Cancers treated: Various types of lung cancer
Why performed: A bilobectomy is performed to remove diseased lung tissue.
Patient preparation: Bilobectomy is performed under general anesthesia in a hospital with the usual preoperative preparation, such as physical examination, blood testing, and consultation with an anesthesiologist. In addition, an examination and additional lung tests will be done by a pulmonologist (a lung specialist).
Steps of the procedure: The surgical procedure is performed by a thoracic surgeon making a cut in the side; the rib cage is separated or cut away to allow the lungs to be seen, and the pleura (a membrane around the lungs) is also cut away. The lung being operated on may be deflated, and the other lung continues to work with the help of a breathing tube. The lobes of the lung are pulled apart and separated, and the diseased lobes are cut free and removed. Arteries and veins that have been cut are sealed or reconnected. A drainage tube is left in the chest wall to drain or suction out fluid and air. The procedure may take from two to five hours.
After the procedure: Pain medication will be used to make the patient more comfortable after the surgery. A hospital stay of about one week is to be expected; during hospitalization, breathing exercises as well as exercises for movement (range of motion) will be taught. Recovery at home can take several weeks, during which time pain medications may be used, the surgical site needs to be kept clean, and a gradual return to physical activity is recommended.
Risks: The risks of a bilobectomy procedure are a narrowing of the bronchi (the large air passages leading from the windpipe to the lungs), scar formation, injury to nerves during surgery that may cause numbness and tingling in the chest area, and leakage of air from the surgical site with partial or complete collapse of the lung. Venous thromboembolism, which are blot clots, are also a potential risk for patients. Though the risk for venous thromboembolism is between three and seven percent, the chances of death if the clots occur is high.

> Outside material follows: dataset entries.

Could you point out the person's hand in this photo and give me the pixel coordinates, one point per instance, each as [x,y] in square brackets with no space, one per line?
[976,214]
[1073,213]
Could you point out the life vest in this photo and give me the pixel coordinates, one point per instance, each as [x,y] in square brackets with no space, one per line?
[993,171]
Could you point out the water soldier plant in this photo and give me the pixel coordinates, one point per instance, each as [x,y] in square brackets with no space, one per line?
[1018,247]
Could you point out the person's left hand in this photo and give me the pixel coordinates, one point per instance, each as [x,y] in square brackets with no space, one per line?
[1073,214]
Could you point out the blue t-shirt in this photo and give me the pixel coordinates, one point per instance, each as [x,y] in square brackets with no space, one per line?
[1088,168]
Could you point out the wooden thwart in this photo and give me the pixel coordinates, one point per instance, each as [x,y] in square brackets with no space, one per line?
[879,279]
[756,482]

Results: Surgery, including bilobectomy, is most effective for Stage I and Stage II non-small-cell lung cancer. Smoking cessation is of utmost importance to maximize surgical treatment as it improves wound healing and allows for the best outcome when additional therapies, such as radiation and chemotherapy, are used.
Bibliography
Dong, Honghong, et al. “Postoperative Venous Thromboembolism after Surgery for Stage IA Non-Small-Cell Lung Cancer: A Single-Center, Prospective Cohort Study.” Thoracic Cancer 13.9 (2022): 1258-1266. doi:10.1111/1759-7714.14373. Accessed 3 July 2024.

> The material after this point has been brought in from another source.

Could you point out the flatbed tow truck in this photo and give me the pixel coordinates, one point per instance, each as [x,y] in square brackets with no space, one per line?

Fossella, Frank V., J. B. Putnam, and Ritsuko Komaki. Lung Cancer. New York: Springer, 2003. Digital file.
Galetta, Domenico, et al. “Bilobectomy for Lung Cancer: Analysis of Indications, Postoperative Results, and Long-Term Outcomes (English).” Annals of Thoracic Surgery 93.1 (2012): 251–57. PASCAL. Web. 2 Oct. 2014.

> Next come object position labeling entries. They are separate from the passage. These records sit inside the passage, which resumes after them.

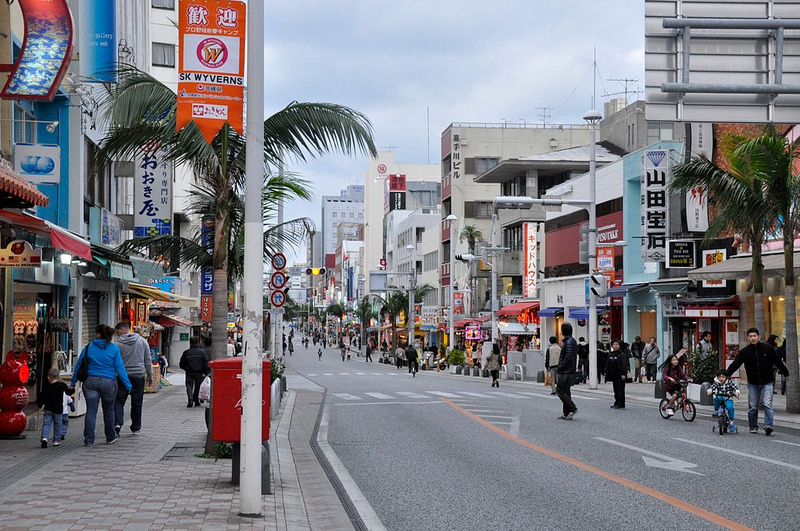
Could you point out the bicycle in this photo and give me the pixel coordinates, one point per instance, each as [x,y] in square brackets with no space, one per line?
[687,407]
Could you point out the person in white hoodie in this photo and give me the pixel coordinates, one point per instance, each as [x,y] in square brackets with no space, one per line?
[138,364]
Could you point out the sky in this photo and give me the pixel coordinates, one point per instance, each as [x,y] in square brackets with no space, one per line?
[413,67]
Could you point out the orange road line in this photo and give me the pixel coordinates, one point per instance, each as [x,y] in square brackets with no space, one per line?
[666,498]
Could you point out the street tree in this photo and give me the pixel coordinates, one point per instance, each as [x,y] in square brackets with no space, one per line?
[141,112]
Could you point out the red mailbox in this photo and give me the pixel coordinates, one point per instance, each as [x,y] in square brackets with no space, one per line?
[226,399]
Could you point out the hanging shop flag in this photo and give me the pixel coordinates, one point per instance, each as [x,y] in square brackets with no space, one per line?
[152,191]
[46,51]
[211,69]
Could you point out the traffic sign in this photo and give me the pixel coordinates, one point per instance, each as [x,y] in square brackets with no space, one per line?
[279,261]
[278,280]
[278,299]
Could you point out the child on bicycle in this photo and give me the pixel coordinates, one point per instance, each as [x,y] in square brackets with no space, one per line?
[672,374]
[724,390]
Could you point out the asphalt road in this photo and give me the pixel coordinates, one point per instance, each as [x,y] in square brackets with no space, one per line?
[440,451]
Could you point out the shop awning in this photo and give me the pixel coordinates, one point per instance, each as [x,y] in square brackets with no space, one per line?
[62,238]
[583,313]
[550,311]
[516,329]
[621,291]
[172,320]
[518,307]
[149,292]
[740,266]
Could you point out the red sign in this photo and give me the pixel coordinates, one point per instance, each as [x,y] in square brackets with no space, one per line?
[211,69]
[205,308]
[46,51]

Icard, Philippe, et al. “Does Bilobectomy Offer Satisfactory Long-Term Survival Outcome for Non-Small Cell Lung Cancer?” Annals of Thoracic Surgery 95.5 (2013): 1726–33. MEDLINE Complete. Web. 2 Oct. 2014.
Icard, Philippe, et al. “Morbidity, Mortality and Survival after 110 Consecutive Bilobectomies over Twelve Years.” Interactive Cardiovascular and Thoracic Surgery 16.2 (2013): 179–85. TOC Premier. Web. 2 Oct. 2014.
Ilonena, Ilkka K., et al. “Quality of Life Following Lobectomy or Bilobectomy for Non-Small Cell Lung Cancer, a Two-Year Prospective Follow-Up Study.” Lung Cancer 70.3 (2010): 347–51. Print.
Roth, Jack A. Lung Cancer. 4th ed. Hoboken: Wiley, 2014, Digital file.